I had chalked it up to something in my environment--the problem started happening a week or so after moving to CA and stopped when I moved to a new apartment--but the timing could have been coincidental, and from the descriptions here I'm thinking I dodged a serious bullet.
posted by the_bone at 5:16 PM on October 17, 2007


mullingitover writes "Who's the genius who came up with this plan?"

It's called believing the ideologized free market theories as if they were more important than laws of natures and physics. It's ignorance wrapped in greed and stupidity. But of course, as somebody sells it as if it all was done to make the poor richer, it's unholy to question the wisdom of making poor richer , but also sicker. At some point we will see the rationalization that it all wasn't avoidable, but at the price of sacrificing millions to reduced use of antibiotics, less hygiene and blah blah.
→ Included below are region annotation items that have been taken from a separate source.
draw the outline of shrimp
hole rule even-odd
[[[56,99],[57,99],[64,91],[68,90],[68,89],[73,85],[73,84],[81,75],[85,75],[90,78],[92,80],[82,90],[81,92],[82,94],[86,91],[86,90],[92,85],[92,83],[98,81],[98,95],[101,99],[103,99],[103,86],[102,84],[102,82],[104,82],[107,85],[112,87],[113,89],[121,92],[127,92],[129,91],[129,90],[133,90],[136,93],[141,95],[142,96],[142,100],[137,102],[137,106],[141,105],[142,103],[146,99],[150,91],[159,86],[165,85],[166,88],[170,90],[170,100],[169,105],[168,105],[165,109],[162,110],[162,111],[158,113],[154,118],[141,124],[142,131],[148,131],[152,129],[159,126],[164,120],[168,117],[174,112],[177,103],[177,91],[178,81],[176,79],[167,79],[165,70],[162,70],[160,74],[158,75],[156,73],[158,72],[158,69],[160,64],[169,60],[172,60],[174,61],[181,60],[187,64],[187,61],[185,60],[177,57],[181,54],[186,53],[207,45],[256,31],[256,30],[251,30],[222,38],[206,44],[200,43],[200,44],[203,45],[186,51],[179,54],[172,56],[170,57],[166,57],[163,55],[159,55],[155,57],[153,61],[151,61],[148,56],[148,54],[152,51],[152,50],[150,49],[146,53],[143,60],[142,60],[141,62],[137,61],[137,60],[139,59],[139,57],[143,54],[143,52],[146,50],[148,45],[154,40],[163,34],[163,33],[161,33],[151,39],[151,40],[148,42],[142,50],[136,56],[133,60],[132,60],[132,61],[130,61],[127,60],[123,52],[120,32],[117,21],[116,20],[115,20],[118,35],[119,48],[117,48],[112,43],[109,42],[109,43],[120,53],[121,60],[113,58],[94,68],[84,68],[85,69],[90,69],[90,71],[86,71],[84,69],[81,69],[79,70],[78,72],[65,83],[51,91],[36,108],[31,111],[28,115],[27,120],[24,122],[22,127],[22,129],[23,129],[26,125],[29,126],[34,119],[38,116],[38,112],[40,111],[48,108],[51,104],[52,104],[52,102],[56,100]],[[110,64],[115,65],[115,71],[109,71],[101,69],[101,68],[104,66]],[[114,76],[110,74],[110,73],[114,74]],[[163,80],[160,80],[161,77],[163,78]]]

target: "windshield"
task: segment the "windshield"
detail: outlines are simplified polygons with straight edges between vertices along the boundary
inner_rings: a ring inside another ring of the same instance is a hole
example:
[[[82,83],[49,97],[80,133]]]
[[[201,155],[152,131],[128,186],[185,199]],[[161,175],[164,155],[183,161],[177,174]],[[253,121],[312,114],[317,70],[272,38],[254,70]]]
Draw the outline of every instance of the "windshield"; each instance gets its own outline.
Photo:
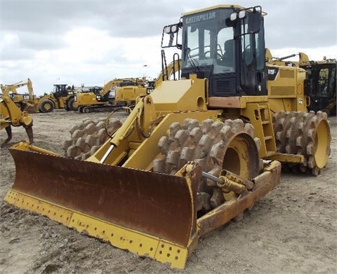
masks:
[[[232,9],[218,9],[183,18],[183,67],[213,65],[215,74],[234,71],[234,32],[226,19]]]

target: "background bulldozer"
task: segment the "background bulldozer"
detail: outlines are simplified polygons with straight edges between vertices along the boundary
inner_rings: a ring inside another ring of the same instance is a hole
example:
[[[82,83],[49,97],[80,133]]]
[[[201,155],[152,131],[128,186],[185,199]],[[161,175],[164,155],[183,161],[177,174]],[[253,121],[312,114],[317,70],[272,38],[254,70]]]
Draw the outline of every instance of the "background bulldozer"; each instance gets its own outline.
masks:
[[[164,76],[138,97],[86,160],[13,146],[6,200],[183,268],[200,237],[279,183],[280,162],[318,174],[329,153],[326,114],[305,112],[304,69],[266,66],[265,15],[219,5],[164,27],[162,48],[182,51],[181,78]]]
For some reason, there is never any human component in human failures, expecially if some part of it could be traced to some less then disinterested decision making.
posted by elpapacito at 5:20 PM on October 17, 2007


The other day, a flea jumped off a dead rat and bit me. Ever since then I've had these painfully swollen buboes. If I had health insurance I'd go to the hospital, but I'm broke and with the new bankruptcy laws I don't want to shackle myself with a lifetime of debt

You're kidding, but Y. Pestis in fact is resident in fauna in the western US. Don't hang out with prairie dogs too much, cases are about 1/3 fatal. To be fair, that's mostly because it's so rare that you wouldn't expect it.
posted by a robot made out of meat at 5:37 PM on October 17, 2007


The evolutionary pressure makes bacteria developing resistance against anitbiotics. What you could try is to put evolutionary pressure against the evolutionary pressure and try to attac the bacteria with bacteria-specific viruses. AFAIK it was first developed in Georgia during Sowjet times.
Here and here.
posted by yoyo_nyc at 6:00 PM on October 17, 2007


perhaps an old technology, bacteriophages, will help. this is where the government could help as there would not seem to be money in this.
posted by caddis at 6:36 PM on October 17, 2007


I used to roll my eyes when my mom emailed me horror stories about the lady who died of staph that she got from a pedicure, but this is starting to freak my schniznit. I now know a young boy who lost *all* his limbs after getting this infection with pneumonia on top of it, and relies on assistance from charities to pay for his prosthetics because the insurance isn't like....helpful there. When I started reading this thread I got really nervous about this ulcer on my nose, and spent the rest of the day dabbing it with hand sanitizer. Blaugh! Give me cholera any day, but keep that flesh-eater away from me.
posted by wowbobwow at 7:32 PM on October 17, 2007


I got really nervous about this ulcer on my nose, and spent the rest of the day dabbing it with hand sanitizer

You'll be the doom of us all. Anti-bacterial soaps don't really help things...Best to use an alcohol-based soap.
posted by KokuRyu at 8:10 PM on October 17, 2007


For those worrying about dealing w/ this without insurance, starting in 2009, Medicare, the US government's health insurance program for elderly and disabled Americans, will not cover the costs of "preventable" conditions, mistakes and infections resulting from a hospital stay.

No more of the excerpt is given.